OPTIMIZE t ZORDER BY (col) Co-locates data by column for faster filters Query performance tuning
VACUUM t RETAIN 168 HOURS Deletes files no longer referenced (default 7-day retention) Reclaims storage
DESCRIBE HISTORY t Shows the Delta transaction log versions Auditing / time travel

Exam Caveat: VACUUM permanently removes old data files, which breaks time travel beyond the retention window. Running VACUUM RETAIN 0 HOURS can destroy the ability to roll back — the default 7-day retention exists to protect time travel. This trade-off is exam-favourite.

Exam Tip: The small-files problem (slow reads from thousands of tiny Parquet files) is solved with OPTIMIZE (compaction) and, for filter-heavy queries, ZORDER BY. Fabric also applies V-Order on write to boost Direct Lake/Power BI read speed.


🕰️ 5 — Time Travel

Delta keeps a versioned log, so you can query the past.

1
2
3
4
5
SELECT * FROM sales VERSION AS OF 12;
SELECT * FROM sales TIMESTAMP AS OF '2026-06-01T00:00:00';

-- Restore a table to an earlier version
RESTORE TABLE sales TO VERSION AS OF 12;

Exam Tip: Time travel answers “recover from a bad load” or “compare to last week” scenarios — as long as VACUUM hasn’t purged those versions. VERSION AS OF uses the integer log version; TIMESTAMP AS OF uses a point in time.


👁️ 6 — Views, Temp Views & the %%sql Magic

1
2
# In a PySpark cell — register a DataFrame as a queryable view
df.createOrReplaceTempView("recent_sales")
1
2
3
%%sql
-- Now query it with Spark SQL in a separate cell
SELECT Category, SUM(Amount) FROM recent_sales GROUP BY Category;
Object Scope Persisted?
Temp view (createOrReplaceTempView) Current Spark session
Global temp view (global_temp.) All sessions on the cluster
View (CREATE VIEW) Catalog (metastore) Definition only
Table (saveAsTable) Lakehouse ✅ Data persisted

Exam Caveat: A temp view is session-scoped — it vanishes when the Spark session ends and is invisible to the SQL analytics endpoint or Power BI. To expose data to downstream tools you must write a managed/external Delta table (saveAsTable / CREATE TABLE), not a temp view.

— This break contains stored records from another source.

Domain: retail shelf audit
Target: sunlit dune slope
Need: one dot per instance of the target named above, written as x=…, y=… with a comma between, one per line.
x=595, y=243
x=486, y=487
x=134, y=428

🔤 7 — Spark SQL vs T-SQL (Key Differences)

Aspect Spark SQL (Lakehouse) T-SQL (Warehouse)
Upsert MERGE Historically limited
Create-from-query CREATE TABLE ... USING DELTA AS SELECT CREATE TABLE AS SELECT (CTAS)
Bulk load spark.read...saveAsTable COPY INTO
String concat concat() / || + or CONCAT()
Top N ... LIMIT 5 SELECT TOP 5
Identifier quoting Back-ticks `col` Brackets [col]
Case sensitivity Case-insensitive by default Depends on collation

Exam Caveat: LIMIT (Spark SQL) vs TOP (T-SQL), and back-ticks vs brackets, are surface-specific. Mixing SELECT TOP 5 into a Spark cell or LIMIT into a Warehouse query is a syntax-error distractor the exam uses.


⚠️ 8 — Spark SQL Exam Traps (Rapid Fire)

  1. Spark SQL runs in Notebooks/Spark jobs, writing Lakehouse Delta — not in the Warehouse or SQL endpoint.
  2. Managed table drop deletes files; external table drop keeps them.
  3. Delta supports MERGE/UPDATE/DELETE — the upsert answer for Lakehouse tables.
  4. OPTIMIZE fixes small files; ZORDER BY speeds filtered reads.
  5. VACUUM breaks time travel past the retention window (default 7 days).
  6. Temp views are session-scoped — write a Delta table to expose data downstream.
  7. LIMIT not TOP; back-ticks not brackets in Spark SQL.
  8. USING DELTA is required for Direct Lake consumption (plus V-Order).
  9. Spark SQL and PySpark are interchangeable within a Notebook (spark.sql() bridges them) — see Appendix E — PySpark.
  10. Time travel needs the versions to still existVERSION AS OF / TIMESTAMP AS OF.

Exam Tip: For “which tool writes/transforms Lakehouse data” questions, remember the hierarchy: Notebook (Spark) for pro-code transforms and upserts, Dataflow Gen2 for low-code, Pipeline Copy for bulk movement, SQL endpoint for read-only T-SQL queries.